Author(s): Richard Lloyd Parry
'You will not read a finer work of narrative non-fiction this year.' Economist
'A breathtaking, extraordinary work of non-fiction.' Times Literary Supplement
'A future classic of disaster journalism.' Observer
On 11 March 2011, a massive earthquake sent a 120-foot-high tsunami smashing into the coast of north-east Japan. By the time the sea retreated, more than 18,500 people had been crushed, burned to death, or drowned.
It was Japan's greatest single loss of life since the atomic bombing of Nagasaki. It set off a national crisis, and the meltdown of a nuclear power plant. And even after the immediate emergency had abated, the trauma of the disaster continued to express itself in bizarre and mysterious ways.
Richard Lloyd Parry, an award-winning foreign correspondent, lived through the earthquake in Tokyo, and spent six years reporting from the disaster zone. There he encountered stories of ghosts and hauntings. He met a priest who performed exorcisms on people possessed by the spirits of the dead. And he found himself drawn back again and again to a village which had suffered the greatest loss of all, a community tormented by unbearable mysteries of its own.
What really happened to the local children as they waited in the school playground in the moments before the tsunami? Why did their teachers not evacuate them to safety? And why was the unbearable truth being so stubbornly covered up?
Ghosts of the Tsunamiis a classic of literary non-fiction, a heart-breaking and intimate account of an epic tragedy, told through the personal accounts of those who lived through it. It tells the story of how a nation faced a catastrophe, and the bleak struggle to find consolation in the ruins.

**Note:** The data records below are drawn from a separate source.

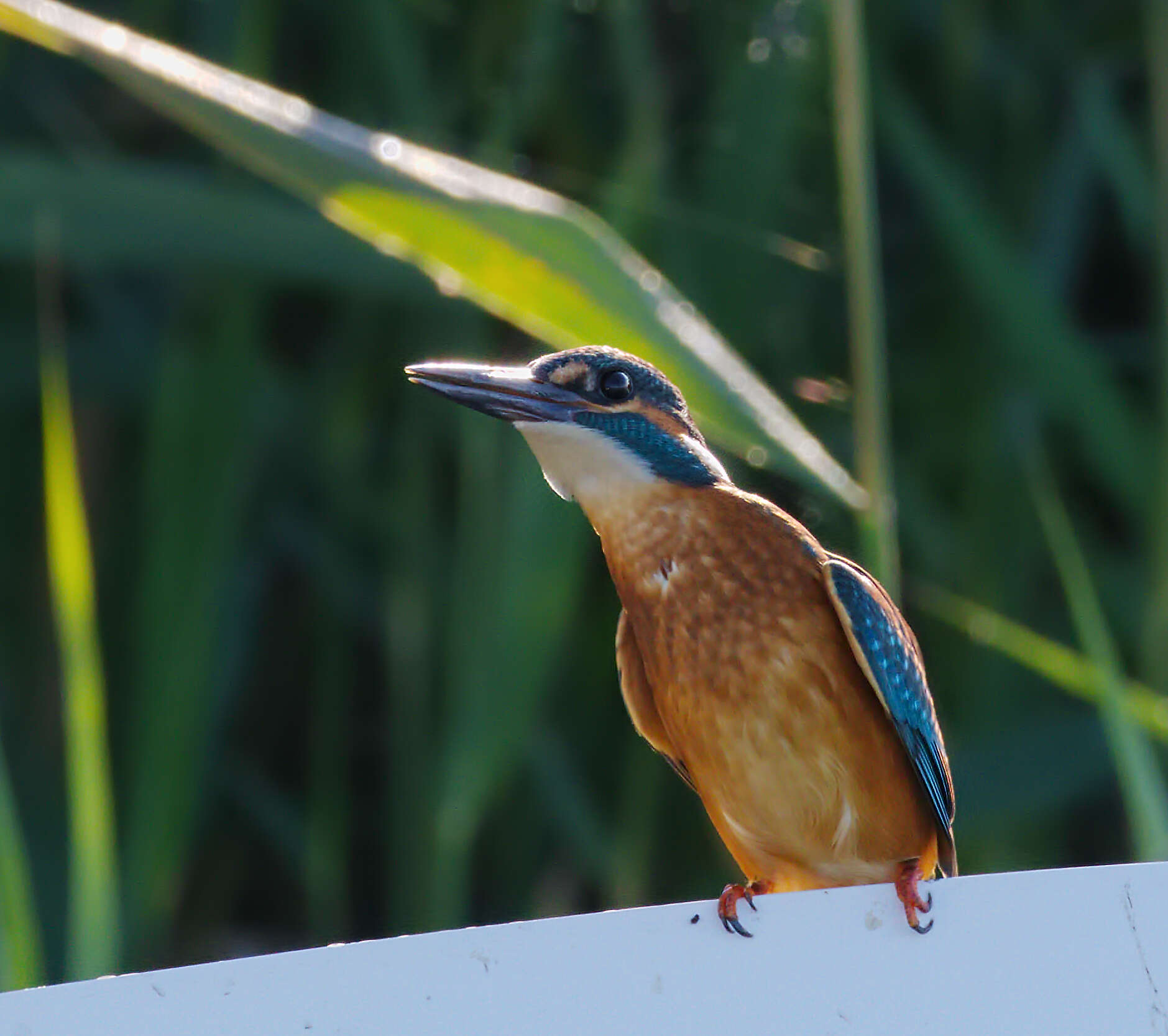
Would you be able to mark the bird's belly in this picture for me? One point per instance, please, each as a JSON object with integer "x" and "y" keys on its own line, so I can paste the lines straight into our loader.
{"x": 801, "y": 771}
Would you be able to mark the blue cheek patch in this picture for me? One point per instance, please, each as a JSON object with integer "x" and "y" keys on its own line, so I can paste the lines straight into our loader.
{"x": 666, "y": 456}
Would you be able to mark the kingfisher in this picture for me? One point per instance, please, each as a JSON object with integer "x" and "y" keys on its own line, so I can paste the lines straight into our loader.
{"x": 778, "y": 679}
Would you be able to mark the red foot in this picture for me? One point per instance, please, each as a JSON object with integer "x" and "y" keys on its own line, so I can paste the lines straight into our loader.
{"x": 910, "y": 896}
{"x": 728, "y": 904}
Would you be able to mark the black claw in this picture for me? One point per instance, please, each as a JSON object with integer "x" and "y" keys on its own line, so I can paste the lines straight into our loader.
{"x": 736, "y": 925}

"A remarkable and deeply moving book - describing in plain and perfect prose the almost unimaginable devastation and tragedy of the Japanese tsunami." -- Henry Marsh
Richard Lloyd Parry is Asia Editor of The Times. He was born in 1969 and was educated at Oxford. He has been visiting Asia for eighteen years and since 1995 has lived in Tokyo as a foreign correspondent, first for the Independent and now for The Times. He has reported from twenty-one countries and several wars, including Iraq, Afghanistan, Indonesia, East Timor, North Korea, Papua New Guinea, Vietnam, Kosovo and Macedonia. His work has also appeared in the London Review of Books and the New York Times Magazine. He is the author of In The Time of Madness, an eyewitness account of the violence that interrupted in Indonesia in the 1990s, and People Who Eat Darkness: The Fate of Lucie Blackman.